Department of Earth Science and Engineering 

Supervisors:  Professor Dominik Weiss and Dr Yves Plancherel 

Funder: Royal Thai Government

Project summary:

Bangkok Thailand, continues experiencing an unhealthy air pollution level caused by particulate matter (PM) from diesel engine exhaust emissions and agricultural activities. It is clear that some trace elements in PM are toxic, such as heavy metals. During a rainfall, PM particles can be attached to the surface of a raindrop. This process can reduce air pollution, but it might increase pollutant trace element concentrations in wet deposition. As Bangkok is surrounded by a large agricultural area, the pollutant trace elements might be accumulated in the soil and be taken up by cultivated plants, such as rice.

This project aims to develop an understanding of the environmental footprint of the pollutant trace elements in Thailand, including an evaluation of the pollutant trace element cycle, characterisation of the role of anthropogenic emissions and quantification and tracking of pollutant trace elements into the agriculture sector of Thailand.

Department of Chemical Engineering

Supervisors: Prof Magda Titirici, Dr Ifan E. L. Stephens, Prof Mary Ryan

Funder: Royal Academy of Engineering

Project summary:

Ammonia’s extensive use in the fertilizer industry made it a key component of global human wealth and food supply. Unfortunately, it is currently mass-produced via the Haber-Bosch process, releasing 400 MtCO₂ annually in the atmosphere, being responsible for 1.5% of CO₂ human emissions. Electrochemical nitrogen reduction reaction (NRR) emerged as an alternative to this process. Using only H⁺ and N₂ for feedstock and alleviating renewable electricity as an energy input provides a more sustainable route to NH₃. Additionally, this may offer a means for renewable energy storage.

This PhD project aims at improving NRR’s currently low efficiency by eliminating its competing side-reaction: direct proton reduction to H₂. Inspired from battery science, we hypothesize that upon partial electrolyte decomposition, a stable interphase forms between the electrode catalyst and the electrolyte.

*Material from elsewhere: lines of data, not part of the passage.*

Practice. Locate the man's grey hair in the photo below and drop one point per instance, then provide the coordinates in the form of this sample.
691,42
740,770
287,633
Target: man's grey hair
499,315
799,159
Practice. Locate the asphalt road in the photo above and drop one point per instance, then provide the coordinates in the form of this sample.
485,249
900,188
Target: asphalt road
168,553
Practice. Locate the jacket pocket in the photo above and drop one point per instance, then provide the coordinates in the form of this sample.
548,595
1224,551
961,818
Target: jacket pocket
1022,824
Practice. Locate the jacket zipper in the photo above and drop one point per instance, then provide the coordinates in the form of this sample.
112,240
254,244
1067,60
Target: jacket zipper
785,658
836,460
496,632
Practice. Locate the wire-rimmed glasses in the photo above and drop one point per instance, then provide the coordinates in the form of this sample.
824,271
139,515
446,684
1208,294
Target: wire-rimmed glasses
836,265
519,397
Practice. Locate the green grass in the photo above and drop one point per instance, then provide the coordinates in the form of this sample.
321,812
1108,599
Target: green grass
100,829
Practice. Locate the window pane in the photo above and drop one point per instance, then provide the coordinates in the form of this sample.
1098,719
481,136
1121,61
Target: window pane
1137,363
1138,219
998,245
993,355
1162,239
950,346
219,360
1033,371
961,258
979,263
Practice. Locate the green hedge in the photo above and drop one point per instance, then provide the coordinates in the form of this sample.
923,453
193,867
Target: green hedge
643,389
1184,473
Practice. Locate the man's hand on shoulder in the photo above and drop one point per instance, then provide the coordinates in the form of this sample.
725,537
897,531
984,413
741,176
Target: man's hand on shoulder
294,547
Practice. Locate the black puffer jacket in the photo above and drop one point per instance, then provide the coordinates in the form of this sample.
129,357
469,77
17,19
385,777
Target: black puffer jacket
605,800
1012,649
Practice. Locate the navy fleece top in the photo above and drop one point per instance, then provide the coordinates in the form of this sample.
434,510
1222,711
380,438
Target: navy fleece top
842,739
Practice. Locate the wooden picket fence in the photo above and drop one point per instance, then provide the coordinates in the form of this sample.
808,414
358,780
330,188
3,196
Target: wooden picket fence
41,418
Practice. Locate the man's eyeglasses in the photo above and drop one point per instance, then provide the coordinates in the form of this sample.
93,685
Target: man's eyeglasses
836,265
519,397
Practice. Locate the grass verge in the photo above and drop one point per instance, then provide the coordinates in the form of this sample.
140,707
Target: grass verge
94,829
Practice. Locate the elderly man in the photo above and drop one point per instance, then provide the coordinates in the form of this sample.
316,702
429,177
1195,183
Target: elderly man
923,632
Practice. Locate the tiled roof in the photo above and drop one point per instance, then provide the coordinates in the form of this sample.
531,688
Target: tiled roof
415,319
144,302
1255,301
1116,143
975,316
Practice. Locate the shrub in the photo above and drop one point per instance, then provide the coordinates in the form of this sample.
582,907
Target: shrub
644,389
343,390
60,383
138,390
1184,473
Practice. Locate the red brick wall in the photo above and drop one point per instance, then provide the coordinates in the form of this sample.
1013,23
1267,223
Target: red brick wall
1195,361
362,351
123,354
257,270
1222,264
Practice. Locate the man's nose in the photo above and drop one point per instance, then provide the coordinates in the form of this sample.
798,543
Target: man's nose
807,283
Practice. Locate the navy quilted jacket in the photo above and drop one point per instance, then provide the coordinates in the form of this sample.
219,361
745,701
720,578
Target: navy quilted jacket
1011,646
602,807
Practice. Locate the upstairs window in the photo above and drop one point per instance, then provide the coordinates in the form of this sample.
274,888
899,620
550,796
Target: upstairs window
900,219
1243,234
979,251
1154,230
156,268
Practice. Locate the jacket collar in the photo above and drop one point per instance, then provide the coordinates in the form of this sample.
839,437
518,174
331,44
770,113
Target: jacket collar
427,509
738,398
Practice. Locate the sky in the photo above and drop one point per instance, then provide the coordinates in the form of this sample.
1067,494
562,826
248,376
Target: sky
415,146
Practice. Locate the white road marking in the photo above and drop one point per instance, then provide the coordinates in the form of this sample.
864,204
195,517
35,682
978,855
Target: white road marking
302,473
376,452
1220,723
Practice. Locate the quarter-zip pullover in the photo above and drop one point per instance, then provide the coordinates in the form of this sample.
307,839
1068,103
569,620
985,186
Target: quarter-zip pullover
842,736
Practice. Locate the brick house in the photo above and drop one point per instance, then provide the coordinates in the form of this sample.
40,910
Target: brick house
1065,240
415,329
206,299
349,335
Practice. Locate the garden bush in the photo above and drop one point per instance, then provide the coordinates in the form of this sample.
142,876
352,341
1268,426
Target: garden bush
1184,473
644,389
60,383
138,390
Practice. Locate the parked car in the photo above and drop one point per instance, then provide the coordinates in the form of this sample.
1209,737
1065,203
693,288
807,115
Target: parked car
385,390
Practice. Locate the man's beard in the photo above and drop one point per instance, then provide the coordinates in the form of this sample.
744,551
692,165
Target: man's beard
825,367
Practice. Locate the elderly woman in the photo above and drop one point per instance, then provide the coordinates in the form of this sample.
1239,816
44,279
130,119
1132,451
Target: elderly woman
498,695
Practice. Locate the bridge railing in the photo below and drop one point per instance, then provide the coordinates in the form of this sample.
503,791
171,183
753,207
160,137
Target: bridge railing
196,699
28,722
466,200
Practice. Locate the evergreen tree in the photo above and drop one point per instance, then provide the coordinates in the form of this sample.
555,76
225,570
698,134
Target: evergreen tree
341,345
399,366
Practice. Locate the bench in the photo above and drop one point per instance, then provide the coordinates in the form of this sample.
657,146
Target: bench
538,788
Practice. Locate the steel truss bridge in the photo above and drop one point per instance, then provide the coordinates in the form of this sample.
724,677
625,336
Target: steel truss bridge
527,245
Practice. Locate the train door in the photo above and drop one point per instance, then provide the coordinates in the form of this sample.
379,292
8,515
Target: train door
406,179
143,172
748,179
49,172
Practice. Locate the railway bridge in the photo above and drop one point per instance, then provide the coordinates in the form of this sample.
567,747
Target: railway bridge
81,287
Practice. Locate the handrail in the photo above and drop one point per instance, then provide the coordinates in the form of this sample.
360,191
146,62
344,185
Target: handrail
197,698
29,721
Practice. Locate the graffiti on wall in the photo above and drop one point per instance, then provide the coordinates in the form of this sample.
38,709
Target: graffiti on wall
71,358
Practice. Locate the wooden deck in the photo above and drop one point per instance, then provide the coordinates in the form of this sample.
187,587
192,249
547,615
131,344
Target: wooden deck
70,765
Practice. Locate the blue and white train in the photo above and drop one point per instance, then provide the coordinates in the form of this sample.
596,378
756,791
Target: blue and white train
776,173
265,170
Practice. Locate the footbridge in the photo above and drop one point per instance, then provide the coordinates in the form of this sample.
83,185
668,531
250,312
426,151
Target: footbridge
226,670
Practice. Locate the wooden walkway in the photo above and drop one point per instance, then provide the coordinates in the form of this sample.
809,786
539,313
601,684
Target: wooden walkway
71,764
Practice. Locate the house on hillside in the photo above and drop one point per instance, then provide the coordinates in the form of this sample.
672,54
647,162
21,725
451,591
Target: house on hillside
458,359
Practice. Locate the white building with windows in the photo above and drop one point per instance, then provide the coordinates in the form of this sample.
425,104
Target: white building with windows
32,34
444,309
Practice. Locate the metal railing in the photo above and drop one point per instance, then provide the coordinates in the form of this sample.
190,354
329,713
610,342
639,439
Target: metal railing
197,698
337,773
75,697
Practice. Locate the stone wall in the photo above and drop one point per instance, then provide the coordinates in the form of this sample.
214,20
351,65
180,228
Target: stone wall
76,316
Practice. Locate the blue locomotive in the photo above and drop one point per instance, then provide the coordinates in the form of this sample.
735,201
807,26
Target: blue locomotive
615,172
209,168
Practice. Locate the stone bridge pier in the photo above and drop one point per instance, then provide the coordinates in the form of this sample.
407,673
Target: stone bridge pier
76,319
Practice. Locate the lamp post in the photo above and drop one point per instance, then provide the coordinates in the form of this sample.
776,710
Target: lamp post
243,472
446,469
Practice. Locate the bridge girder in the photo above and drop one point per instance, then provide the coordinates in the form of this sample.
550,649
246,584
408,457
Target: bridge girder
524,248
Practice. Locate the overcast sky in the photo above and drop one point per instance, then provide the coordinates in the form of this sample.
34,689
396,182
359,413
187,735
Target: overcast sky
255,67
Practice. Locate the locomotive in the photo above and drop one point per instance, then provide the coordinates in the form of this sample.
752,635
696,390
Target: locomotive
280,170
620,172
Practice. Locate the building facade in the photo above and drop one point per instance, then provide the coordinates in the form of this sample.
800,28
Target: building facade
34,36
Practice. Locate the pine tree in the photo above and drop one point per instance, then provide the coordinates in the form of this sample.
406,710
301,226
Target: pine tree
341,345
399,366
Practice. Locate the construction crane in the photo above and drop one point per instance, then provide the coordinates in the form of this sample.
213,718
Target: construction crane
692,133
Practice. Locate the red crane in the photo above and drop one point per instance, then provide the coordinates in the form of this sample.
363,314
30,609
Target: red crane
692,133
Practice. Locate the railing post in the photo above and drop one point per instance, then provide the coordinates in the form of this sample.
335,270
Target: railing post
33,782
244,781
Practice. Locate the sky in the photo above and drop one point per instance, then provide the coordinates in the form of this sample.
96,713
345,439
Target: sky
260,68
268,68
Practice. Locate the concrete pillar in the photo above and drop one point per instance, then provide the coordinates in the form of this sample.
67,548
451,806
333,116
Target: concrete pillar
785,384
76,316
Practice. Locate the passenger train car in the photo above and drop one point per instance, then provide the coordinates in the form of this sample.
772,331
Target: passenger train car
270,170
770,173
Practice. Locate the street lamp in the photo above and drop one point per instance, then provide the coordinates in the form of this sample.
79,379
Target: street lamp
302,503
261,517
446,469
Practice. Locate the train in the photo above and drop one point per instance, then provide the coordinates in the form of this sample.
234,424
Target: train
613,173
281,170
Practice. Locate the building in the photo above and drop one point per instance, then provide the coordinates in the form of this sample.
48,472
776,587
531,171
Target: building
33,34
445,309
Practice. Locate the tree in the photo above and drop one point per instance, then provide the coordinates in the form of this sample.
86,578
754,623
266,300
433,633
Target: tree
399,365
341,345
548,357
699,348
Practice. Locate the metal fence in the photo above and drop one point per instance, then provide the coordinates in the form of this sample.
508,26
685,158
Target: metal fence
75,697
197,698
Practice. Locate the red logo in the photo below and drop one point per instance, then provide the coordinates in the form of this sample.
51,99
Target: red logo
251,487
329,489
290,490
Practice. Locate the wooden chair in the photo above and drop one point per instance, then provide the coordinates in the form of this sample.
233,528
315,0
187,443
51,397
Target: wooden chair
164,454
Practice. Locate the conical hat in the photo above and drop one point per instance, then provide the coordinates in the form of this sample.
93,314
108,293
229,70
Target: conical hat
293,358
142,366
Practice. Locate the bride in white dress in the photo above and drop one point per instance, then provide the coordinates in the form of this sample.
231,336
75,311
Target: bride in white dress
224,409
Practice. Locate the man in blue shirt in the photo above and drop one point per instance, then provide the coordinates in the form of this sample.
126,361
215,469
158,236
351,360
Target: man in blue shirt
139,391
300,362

By tailoring the electrolyte, thus the interphase, one may alter protons access to the catalyst surface, hindering their direct reduction to hydrogen, rather being used for NRR.

Department of Materials

Supervisor: Professor Milo Shaffer

Funder: Department of Materials DTP

Project summary: 

My project aims to optimize a novel aerogel composite, to design a prototype of a simple and ultra-low-cost Direct Air Capture (DAC) system. Generally, DAC is the sequestration of carbon dioxide CO₂ from our ambient atmosphere, in which adsorption processes capture CO₂ using liquid or solid-state sorbent materials. The regeneration processes of typical thermal and pressure-swing desorption strategies tend to be elaborate, energy-intensive, and thus expensive per tonne of captured CO₂. The premise of my project is to achieve efficient ad/desorption to functional groups decorated across the aerogel's high specific surface area, wherein an applied bias drives the desorption cycle via joule-heating: an electro-swing process.

The captured CO₂ can then be stored underground or used in the production of near carbon-neutral structural materials and fuels. The integration as a more holistic climate mitigation strategy will consider the use of renewable intermittent power sources, the scalability of DAC ‘farms’, and the end product of the captured carbon.